Both sides have indicated that serious gaps remain on thinking. The EU said it believed the UK was not taking its proposals, which it described as “unprecedented and far-reaching”, seriously enough.
The European Commission said in a statement that the proposals “address the concerns raised by the people and businesses of Northern Ireland” and that after assessing progress in the talks, its vice-president, Maroš Šefčovič, had “called on the UK government to engage constructively with these proposals”.
The UK’s Brexit minister, David Frost, said the talks had been conducted in a constructive spirit and there had been some overlap in positions “on a subset of issues”, but that on big issues such as the role of the European court of justice and state aid, the gaps were still substantial.
“As we have noted before, the EU’s proposals represent a welcome step forward, but do not free up goods movements between Great Britain and Northern Ireland to the extent necessary for a durable solution,” he said.
“Nor do they yet engage with the changes needed in other areas, such as subsidy policy, VAT, and governance of the protocol, including the role of the court of justice.
“Our position remains that substantial changes to the protocol will be needed if we are to find a sustainable solution that works in the best interests of Northern Ireland and supports” the Good Friday agreement.
The talks were overshadowed by a deepening dispute, not just over fishing and France’s threat to cut energy supplies to Jersey, but on “unjustified measures” to block the UK from associate membership of the £80bn Horizon Europe science research programme that was agreed in the trade deal last December.
Lord Frost said the UK would consider retaliation if such threats were carried out.
The row has further damaged already strained relations, but officials on both sides will enter a third week of negotiations over the narrow issue of the Northern Ireland protocol next week.
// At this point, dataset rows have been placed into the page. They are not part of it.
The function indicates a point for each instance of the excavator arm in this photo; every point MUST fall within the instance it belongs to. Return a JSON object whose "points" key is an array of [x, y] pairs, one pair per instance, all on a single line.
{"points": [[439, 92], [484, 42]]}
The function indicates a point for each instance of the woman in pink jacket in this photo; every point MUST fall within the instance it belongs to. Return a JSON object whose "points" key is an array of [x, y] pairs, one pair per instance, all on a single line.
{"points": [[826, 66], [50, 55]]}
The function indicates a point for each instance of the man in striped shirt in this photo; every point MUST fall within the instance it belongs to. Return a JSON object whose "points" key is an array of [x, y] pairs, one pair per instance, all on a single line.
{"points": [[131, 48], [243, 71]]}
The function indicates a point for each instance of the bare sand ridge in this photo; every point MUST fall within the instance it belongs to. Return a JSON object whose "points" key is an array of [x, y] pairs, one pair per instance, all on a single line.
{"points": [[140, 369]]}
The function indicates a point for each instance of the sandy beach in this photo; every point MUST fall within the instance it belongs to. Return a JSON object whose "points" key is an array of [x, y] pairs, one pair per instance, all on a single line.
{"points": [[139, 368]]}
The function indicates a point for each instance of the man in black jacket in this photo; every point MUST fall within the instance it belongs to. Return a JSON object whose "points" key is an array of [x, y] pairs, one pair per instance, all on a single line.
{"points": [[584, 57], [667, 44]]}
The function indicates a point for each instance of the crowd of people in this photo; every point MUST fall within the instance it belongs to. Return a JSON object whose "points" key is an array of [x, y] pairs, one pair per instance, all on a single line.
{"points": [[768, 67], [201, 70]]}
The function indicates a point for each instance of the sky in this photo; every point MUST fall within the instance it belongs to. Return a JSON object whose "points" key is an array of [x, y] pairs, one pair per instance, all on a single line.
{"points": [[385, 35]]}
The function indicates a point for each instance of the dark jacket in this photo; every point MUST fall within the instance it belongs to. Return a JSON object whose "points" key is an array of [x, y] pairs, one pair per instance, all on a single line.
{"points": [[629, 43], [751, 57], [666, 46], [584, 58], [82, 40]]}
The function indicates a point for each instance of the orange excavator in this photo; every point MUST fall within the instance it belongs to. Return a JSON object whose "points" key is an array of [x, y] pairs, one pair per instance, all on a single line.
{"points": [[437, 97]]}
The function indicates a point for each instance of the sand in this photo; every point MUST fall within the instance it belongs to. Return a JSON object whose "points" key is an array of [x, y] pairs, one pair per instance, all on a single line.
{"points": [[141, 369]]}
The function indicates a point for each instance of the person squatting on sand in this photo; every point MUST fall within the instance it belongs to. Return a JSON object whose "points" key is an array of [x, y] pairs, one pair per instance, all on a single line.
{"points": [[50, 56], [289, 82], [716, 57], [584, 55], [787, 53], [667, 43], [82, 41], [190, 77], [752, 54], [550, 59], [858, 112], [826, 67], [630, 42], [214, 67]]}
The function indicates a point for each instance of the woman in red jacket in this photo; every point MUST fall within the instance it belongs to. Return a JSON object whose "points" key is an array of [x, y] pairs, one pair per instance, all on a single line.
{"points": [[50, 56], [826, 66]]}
Frost and Šefčovič are scheduled to meet again next Friday.
Talks this week centred on issues of customs and sanitary and phytosanitary checks on all fresh food going from Great Britain to supermarkets and independent stores in Northern Ireland.
The EU says its proposals eliminate most of the checks, but local businesses have said the waivers for British foods such as sausages do not make sense because they still involve EU standards as the benchmark of quality.